Both private commercial (like office and retail projects) and residential experienced small falls in activity throughout the quarter, decreased by a net balance of minus-16 per cent and minus-13 per cent.
RICS chief economist Simon Rubinsohn stated that despite the fact that the growth in activity in the building sector moderated throughout the summer, it seemed to be because of temporary factors.
Rubinsohn goes on to say that predictions for workloads stay positive with infrastructure spend, in the wake of post-covid stimulus programmes mostly, remaining a main driver of the uplift in output throughout most of the area.
An ongoing issue is the challenge introduced by supply chain issues which have expressed themselves in problems in accessing chief building materials and escalating prices.
This is being compounded in some areas by added challenges in sourcing skilled work.
Therefore, the expected recovery in profitability of the sector is going to be longer than some may have hoped for, say respondents to the survey.
Over the next year respondents revealed happier expectations across the trio of primary sectors, with private residential, commercial and infrastructure works all anticipated to increase by double digit figures (net balances plus-12 per cent, plus-15 per cent and plus-50 per cent).
Like many areas of the globe, the most substantial factors suppressing the construction sector in APAC, says respondents, are still the high price of building materials (78 per cent), financial barriers (72 per cent) and lack of demand (68 per cent).
Also, the prices connected with construction, materials and skilled labour are supposed to go up by 6 per cent, 7 per cent and 6 per cent – showing that the cost of project delivery in the area is expected to increase.

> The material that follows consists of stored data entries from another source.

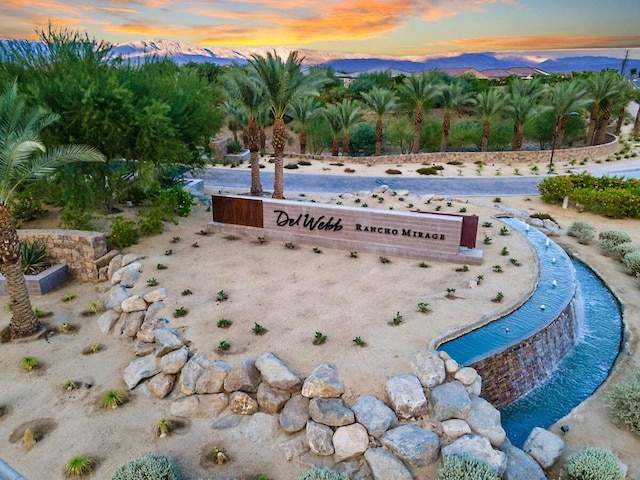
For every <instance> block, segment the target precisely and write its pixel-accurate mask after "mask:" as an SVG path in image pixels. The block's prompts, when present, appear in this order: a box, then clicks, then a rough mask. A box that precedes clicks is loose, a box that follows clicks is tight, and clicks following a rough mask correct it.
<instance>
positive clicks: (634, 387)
mask: <svg viewBox="0 0 640 480" xmlns="http://www.w3.org/2000/svg"><path fill="white" fill-rule="evenodd" d="M606 395H607V398H608V399H609V406H610V408H611V415H612V416H613V421H614V423H615V424H616V425H617V426H618V427H620V428H624V429H626V430H629V431H631V432H633V433H635V434H636V435H640V372H637V373H636V374H635V375H634V376H633V377H632V378H631V380H630V381H627V382H620V383H617V384H615V385H613V386H612V387H611V388H609V390H607V392H606Z"/></svg>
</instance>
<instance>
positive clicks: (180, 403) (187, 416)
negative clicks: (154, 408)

Reflecting a difficult quarter for the sector, new project enquiries decreased in quarter three, down by a net balance of minus-10 per cent while profits are anticipated to stay flat at plus-one per cent throughout the next year.
With the COP-26 conference presently taking place in Glasgow UK, respondents expressed a reluctance among investors to adopt ecofriendly designs or carbon neutral building practices.
About 18 per cent said they’d witnessed no change in support and almost 41 per cent saying only niche investors had expressed an interest in sustainable building.
Twenty per cent of respondents said that biodiversity was not considered for any of the plans on their books while 39 per cent said that less than half of the projects accounted for it – creating a challenge that calls for a major game of catchup.